General manager Tom Telesco said after the season that if a non-offensive minded head coach were hired, they would need to have a great plan for Herbert and the offense. Clearly, Staley has a plan for the young quarterback and his offense.
"I think that my vision for the offense really fit Justin, what he can do well, where we want to take it and how we want to play and feature his style of play," explained Staley. "Not being able to impose a system on him is creating the system for Justin and uniquely shaping it to his skillset because he is unlike anybody in the NFL."
Just because he isn't an offensive mind doesn't mean he can't help with Herbert's development. Staley mentioned six defensive head coaches who have developed quarterbacks and won Super Bowl ring during his press conference.
Cowboys coach Jimmy Johnson & Troy Aikman (two rings)
Patriots Bill Belichick & Tom Brady (six rings)
Colts coach Tony Dungy & Peyton Manning (one ring)
Steelers Mike Tomlin & Ben Roethlisberger (one ring)
Ravens John Harbaugh & Joe Flacco (one ring)
Seahawks Pete Carroll & Russell Wilson (one ring)
Staley wants to create a system that fits his quarterback, which is smart. He is a former quarterback at Dayton, so he has an understanding of both sides of the football.
"I want to share all the knowledge that I have to help Justin to hopefully have a dual education," Staley said. "There's other education that I can hopefully give him to shape and complete his game as a player."
Last Sunday, after his second meeting with owner Dean Spanos, President of Football Operations John Spanos, and general manager Tom Telesco he was offered the job. Staley compared it to when a rookie player is drafted and walks across the stage to meet NFL Commissioner Roger Goodell.
On his way home, he called his wife, Amy, first, then he called Herbert.
"I just wanted him to hear my voice," explained Staley. "You know, I did it with a lot of the guys, but I just wanted Justin to know a little bit about me, I wanted him to know about my family."
The rookie quarterback can't meet his new head coach because he is back home in Eugene, Oregon, with his family.
Herbert is coming of a record breaking rookie season, but now has his fourth head coach in five seasons dating back to his Duck days and quite frankly could be his fifth offensive coordinator in that span.
Staley was with his family on the way to his first press conference as the head coach of the Los Angeles Chargers. He decided to facetime his quarterback.
"I wanted him to see us before our big day, and I wanted him to know going into a big day that he's such a big part of it," said Staley.

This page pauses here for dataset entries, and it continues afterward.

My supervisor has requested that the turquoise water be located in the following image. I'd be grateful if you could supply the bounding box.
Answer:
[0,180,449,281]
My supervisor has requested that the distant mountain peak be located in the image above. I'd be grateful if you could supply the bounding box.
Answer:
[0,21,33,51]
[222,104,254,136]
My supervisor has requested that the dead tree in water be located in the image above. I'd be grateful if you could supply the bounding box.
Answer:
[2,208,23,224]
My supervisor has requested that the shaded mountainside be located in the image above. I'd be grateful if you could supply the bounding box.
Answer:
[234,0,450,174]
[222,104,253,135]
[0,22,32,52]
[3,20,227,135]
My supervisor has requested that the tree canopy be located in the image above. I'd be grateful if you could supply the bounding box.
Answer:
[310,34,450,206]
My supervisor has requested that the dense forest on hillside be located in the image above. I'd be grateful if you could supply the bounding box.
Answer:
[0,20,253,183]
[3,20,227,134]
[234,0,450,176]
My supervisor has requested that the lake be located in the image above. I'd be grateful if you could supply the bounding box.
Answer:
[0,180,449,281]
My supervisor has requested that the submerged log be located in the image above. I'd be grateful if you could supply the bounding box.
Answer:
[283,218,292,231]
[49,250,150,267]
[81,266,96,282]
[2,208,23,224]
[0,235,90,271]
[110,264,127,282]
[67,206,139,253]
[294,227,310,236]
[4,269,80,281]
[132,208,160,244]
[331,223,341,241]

The head coach mentioned that he checked out a couple of games last year and that something stood out to him.
"The best quarterbacks are great at the end of the games (and) end of half," Staley said. "I think Justin certainly expressed himself in the NFL in that way, and what's exciting is you know he's just at the beginning."
The Chargers had a problem late in games last season. They would either call the wrong plays, miss field goals or something just went wrong. It could have been bad for Herbert, but the last four games of the season changed a lot.
Herbert was able to make numerous throws and win three games in a row on the final drive. It did wonders for his confidence.
"Fired up to really dive into his game because there is just so far to go," said Staley. "That's what's going to be exciting, to see how far we can take this together."
Together is a keyword. Staley understands how important the relationship is between a head coach and the quarterback.
Staley is known for building special relationships with his players like cornerback Jalen Ramsey, outside linebacker Khalil Mack, and Von Miller, to name a few. For him, relationships are everything, and he started with the right player.
"You have to earn the players' trust, and there's not a bigger person whose trust we need to earn than Justin's," Staley said.